FILE - In this Thursday, March 23, 2017, file photo, Federal Reserve Chair Janet Yellen steps offstage after speaking at the Federal Reserve System Community Development Research Conference in Washington. There isn’t much suspense about what the Fed will announce when its latest policy meeting ends: That it’s raising its key short-term rate for the third time in six months. But anticipation surrounds the possibility that the Fed could signal policy shifts in a statement it will issue, in updated economic forecasts and in a news conference with Yellen. (AP Photo/Cliff Owen, File)

The Latest: Fed cuts inflation, unemployment rate forecasts

June 14, 2017 - 2:09 pm

WASHINGTON (AP) — The Latest on the Federal Reserve's monetary policy meeting (all times local):


2:05 p.m.

Federal Reserve policymakers lowered their forecasts for inflation and unemployment, and continued to predict they would raise rates once more this year.

Fed officials now expect the U.S. unemployment rate to end the year at 4.3 percent, down from the 4.5 percent they predicted in March. They are just catching up with reality: The jobless rate has dropped with unexpected speed — to a 16-year-low 4.3 percent in May.

The policymakers now expect their favored measure of inflation to come in at 1.6 percent this year, down from the 1.9 percent they expected in March and below their 2 percent target. Annual inflation is running at 1.7 percent.

They increased their projections for economic growth this year to 2.2 percent from the 2.1 percent they forecast in March. They continue to expect the economy to grow 2.1 percent next year and 1.9 percent in 2019. These rates are well below the Trump administration growth goals of 3 percent a year.

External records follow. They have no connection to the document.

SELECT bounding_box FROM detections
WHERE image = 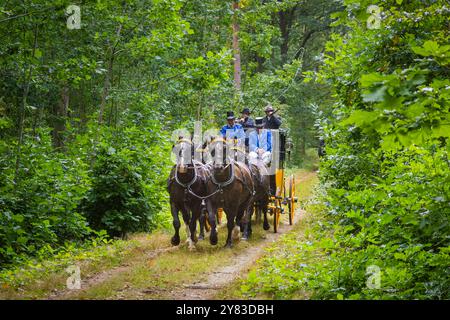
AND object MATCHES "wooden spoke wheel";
[288,175,295,225]
[273,200,281,233]
[217,208,223,226]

The Fed raised the short-term rate it controls to a range of 1 percent to 1.25 percent, the second hike this year and the third in six months. The policymakers signaled that they still expect to raise rates once more in 2017.


2:00 p.m.

The Federal Reserve is hiking a key interest rate for the second time this year and is planning to reduce the size of its $4.5 trillion balance sheet as well.

Fed officials voted 8-1 to raise the federal funds rate to a range of 1 to 1.25 percent. The rate sets what banks can charge each other for overnight loans and influences the availability and flow of money in the U.S. economy. Only Neel Kashkari, president of the Minneapolis Fed bank, opposed the increase.

The Fed also says it expects to begin reducing its balance sheet this year "provided the economy evolves broadly as anticipated." This would reduce its holdings of Treasury and mortgage-backed bonds, which they acquired in the wake of the financial crisis to support economic growth. Fed officials project growth of roughly 2 percent in 2017.


1:00 p.m.

The Federal Reserve is expected to announce plans to lift a key interest rate at 2 p.m. Eastern time.

Fed officials are wrapping up their two-day June meeting. Most analysts believe the Fed will raise the federal funds rate — what banks charge each other for short-term loans — for the second time this year. Fed officials previously increased the rate in March to a range of 0.75 to 1 percent. There was only one rate increase in both 2015 and 2016.

Financial markets have been anticipating the increase. U.S. stock markets were relatively flat through afternoon trading, while the yields on 10-year Treasury notes had fallen to 2.11 percent.


4:35 a.m.

World stock markets and the dollar are firm ahead of an expected interest rate increase by the U.S. Federal Reserve.

Germany's DAX index is up 0.4 percent and Britain's FTSE 100 0.1 percent. In Asia, Japan's Nikkei 225 ended the day marginally lower. Some gains are expected on Wall Street later, with the futures for both the Dow and S&P 500 up 0.1 percent.

In currency markets, the dollar is up to 110.22 yen from Tuesday's 110.04 yen. It is roughly flat against the pound, at $1.2758.

The U.S. central bank is widely predicted to nudge up its benchmark rate by a quarter point on Wednesday, to a range of 1 percent to 1.25 percent.